2. Honor: The warrior competes with his peers with intense rivalry to get the spoils of war–which are symbols of his honor. This value leads to a weak sense of group loyalty and helps us understand Achilles’s prayer to his mother in lines 418-425:
Remind Zeus…
See if he is willing to help the Trojans
Hem the Greeks in between the fleet and the sea.
Once they start being killed, the Greeks may
Appreciate Agamemnon for what he is,
And the wide-ruling son of Atreus [Agamemnon] will see
What a fool he’s been because he did not honor
The best of all the fighting Achaeans [Achilles]. (185)
He is praying for the success of the enemy so he may retrieve his honor, stolen from him by Agamemnon when he took Briseus. This is the beginning of disorder in the Iliad, a disorder that reaches its pinnacle when Achilles does not honor Hector’s dead body as a true warrior should, but drags him behind his chariot in retaliation for the death of Patroclus.
The order is regained when Achilles’s prayer is reversed. The prayer in Book 1, quoted above, takes the following route: Achilles → Thetis → Zeus. However, in Book 24, on the top of page 258, beginning at line 177, the request for Achilles to acquiesce Hector’s body to Priam takes the opposite route, reestablishing order: Zues → Thetis → Achilles.
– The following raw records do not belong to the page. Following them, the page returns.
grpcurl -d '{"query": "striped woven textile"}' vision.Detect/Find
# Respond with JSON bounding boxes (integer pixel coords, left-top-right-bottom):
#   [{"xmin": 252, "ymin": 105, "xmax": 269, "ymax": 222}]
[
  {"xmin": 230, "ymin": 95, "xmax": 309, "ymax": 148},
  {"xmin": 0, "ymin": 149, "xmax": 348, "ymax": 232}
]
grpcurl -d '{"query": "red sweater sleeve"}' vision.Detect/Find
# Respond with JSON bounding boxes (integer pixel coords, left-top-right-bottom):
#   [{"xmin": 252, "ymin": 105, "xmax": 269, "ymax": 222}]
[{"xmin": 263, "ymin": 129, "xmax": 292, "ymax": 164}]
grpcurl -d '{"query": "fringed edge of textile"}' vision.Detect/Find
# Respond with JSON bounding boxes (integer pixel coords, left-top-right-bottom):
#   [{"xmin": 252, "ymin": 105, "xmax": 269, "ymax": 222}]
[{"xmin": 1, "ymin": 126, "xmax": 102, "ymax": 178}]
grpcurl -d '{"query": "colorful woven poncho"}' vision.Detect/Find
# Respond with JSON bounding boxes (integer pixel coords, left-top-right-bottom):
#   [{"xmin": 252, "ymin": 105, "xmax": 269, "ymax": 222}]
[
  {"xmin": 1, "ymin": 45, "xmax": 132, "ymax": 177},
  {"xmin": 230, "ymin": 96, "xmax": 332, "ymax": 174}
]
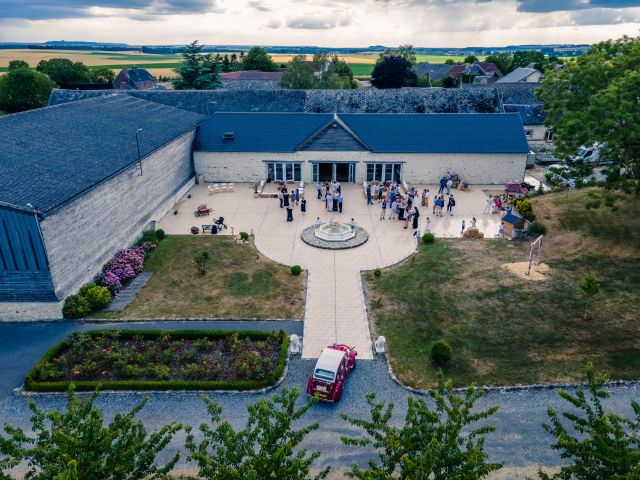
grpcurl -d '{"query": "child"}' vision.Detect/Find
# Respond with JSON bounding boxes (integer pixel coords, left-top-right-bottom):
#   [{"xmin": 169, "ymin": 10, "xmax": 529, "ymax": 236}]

The movement from violation to restoration of order leaves Achilles and Priam with a more explicit understanding of the values of their society.
Visual Aides:
Chronological_Structure_of_The_Iliad
The Iliad also complicates the idea that war is a simple battle between two opposing forces. Instead of a simple us against them mindset, the text shows the layering and complications of war:
1. Gods -vs- Gods: Hera -vs- Zeus; Athena -vs- Apollo.
2. Achaeans -vs- Trojans: Hector -vs- Patroclus; Achilles -vs- Hector.
3. Achaeans -vs- Achaeans: Agamemnon -vs- Achilles.
5. Trojans -vs- Trojans: Hector -vs- Paris, who escapes battle with the help of a goddess.
6. Gods -vs- Trojans: Athena -vs- Hector: Book 22 Athena pretends to be Deiphobus and tricks Hector into feeling courage against Achilles in their final battle, p.248.
7. Achaeans -vs- Gods: Diomedes in Book 5, not in our text, wounds both Ares and Aphrodite.
And what can we say about all the physical violence in The Iliad? According to scholar Bernard Knox:
The Iliad accepts violence as a permanent factor in human life and accepts it without sentimentality, for it is just as sentimental to pretend that war does not have its monstrous ugliness as it is to deny that it has its own strange power and beauty, a power, which can call out in men resources of endurance, courage and self-sacrifice that peacetime, to our sorrow and loss, can rarely command. Three thousand years have not changed the human condition in this respect; we are still lovers and victims of the will to violence, and so long as we are, Homer will be read as its truest interpreter.